The square of the resultant of two forces 4N and 3 N exceeds the square of the resultant of the two forces by 12 when they are mutually perpendicular. The angle between the vectors is

To solve the problem, we need to find the angle between two forces, given that the square of the resultant of two forces (4N and 3N) exceeds the square of the resultant of the same forces when they are mutually perpendicular by 12. ### Step-by-Step Solution: 1. **Understand the Resultant of Two Forces**: The resultant \( R \) of two forces \( F_1 \) and \( F_2 \) acting at an angle \( \theta \) is given by the formula: \[ R = \sqrt{F_1^2 + F_2^2 + 2F_1F_2 \cos \theta} \] 2. **Calculate the Resultant When Forces are Perpendicular**: When the forces are mutually perpendicular, \( \theta = 90^\circ \) and \( \cos 90^\circ = 0 \).
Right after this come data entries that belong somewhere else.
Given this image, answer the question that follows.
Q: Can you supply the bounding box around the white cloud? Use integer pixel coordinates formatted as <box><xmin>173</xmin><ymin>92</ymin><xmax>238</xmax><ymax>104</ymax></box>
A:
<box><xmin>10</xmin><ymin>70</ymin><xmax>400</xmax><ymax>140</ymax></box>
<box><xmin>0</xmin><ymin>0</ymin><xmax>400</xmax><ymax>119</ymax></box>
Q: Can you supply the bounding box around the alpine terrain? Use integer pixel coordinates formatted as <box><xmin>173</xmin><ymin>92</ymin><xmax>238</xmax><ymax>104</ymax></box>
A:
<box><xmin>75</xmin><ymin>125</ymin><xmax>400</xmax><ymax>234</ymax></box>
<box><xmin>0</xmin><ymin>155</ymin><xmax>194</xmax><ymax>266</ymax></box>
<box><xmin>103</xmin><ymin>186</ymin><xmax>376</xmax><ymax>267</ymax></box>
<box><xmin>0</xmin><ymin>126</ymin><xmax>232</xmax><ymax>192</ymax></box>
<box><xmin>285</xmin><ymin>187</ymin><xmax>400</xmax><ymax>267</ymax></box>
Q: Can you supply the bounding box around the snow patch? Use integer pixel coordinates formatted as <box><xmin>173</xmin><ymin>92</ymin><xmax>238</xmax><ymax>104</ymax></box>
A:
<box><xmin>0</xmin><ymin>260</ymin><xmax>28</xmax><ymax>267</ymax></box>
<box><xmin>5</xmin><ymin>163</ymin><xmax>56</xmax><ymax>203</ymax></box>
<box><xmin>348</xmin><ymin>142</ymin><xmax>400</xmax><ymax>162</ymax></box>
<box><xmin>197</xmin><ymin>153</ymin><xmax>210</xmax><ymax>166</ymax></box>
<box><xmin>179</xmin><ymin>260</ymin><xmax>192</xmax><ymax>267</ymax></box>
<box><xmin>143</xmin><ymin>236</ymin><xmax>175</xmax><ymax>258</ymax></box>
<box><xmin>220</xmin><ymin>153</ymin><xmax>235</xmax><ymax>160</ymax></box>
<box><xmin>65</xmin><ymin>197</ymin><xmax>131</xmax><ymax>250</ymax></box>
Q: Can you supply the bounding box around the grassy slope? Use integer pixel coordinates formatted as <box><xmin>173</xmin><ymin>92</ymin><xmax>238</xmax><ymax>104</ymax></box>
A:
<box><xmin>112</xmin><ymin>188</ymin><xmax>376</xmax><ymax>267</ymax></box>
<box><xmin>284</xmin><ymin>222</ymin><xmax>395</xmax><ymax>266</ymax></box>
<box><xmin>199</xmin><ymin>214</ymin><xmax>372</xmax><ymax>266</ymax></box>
Thus, the resultant becomes: \[ R_{\perpendicular} = \sqrt{4^2 + 3^2} = \sqrt{16 + 9} = \sqrt{25} = 5 \, \text{N} \] The square of this resultant is: \[ R_{\perpendicular}^2 = 25 \] 3. **Set Up the Equation for the Given Condition**: According to the problem, the square of the resultant when the angle is \( \theta \) exceeds the square of the resultant when they are perpendicular by 12: \[ R^2 - R_{\perpendicular}^2 = 12 \] Substituting \( R_{\perpendicular}^2 = 25 \): \[ R^2 - 25 = 12 \] Therefore: \[ R^2 = 37 \] 4. **Express the Resultant in Terms of the Angle \( \theta \)**: Now, we can express \( R^2 \) using the formula for the resultant: \[ R^2 = F_1^2 + F_2^2 + 2F_1F_2 \cos \theta \] Substituting \( F_1 = 4 \, \text{N} \) and \( F_2 = 3 \, \text{N} \): \[ R^2 = 4^2 + 3^2 + 2 \cdot 4 \cdot 3 \cos \theta \] This simplifies to: \[ R^2 = 16 + 9 + 24 \cos \theta = 25 + 24 \cos \theta \] 5. **Set the Two Expressions for \( R^2 \) Equal**: Now we can set the two expressions for \( R^2 \) equal: \[ 25 + 24 \cos \theta = 37 \] 6. **Solve for \( \cos \theta \)**: Rearranging gives: \[ 24 \cos \theta = 37 - 25 \] \[ 24 \cos \theta = 12 \] \[ \cos \theta = \frac{12}{24} = \frac{1}{2} \] 7. **Find the Angle \( \theta \)**: The angle \( \theta \) for which \( \cos \theta = \frac{1}{2} \) is: \[ \theta = 60^\circ \] ### Final Answer: The angle between the vectors is \( 60^\circ \).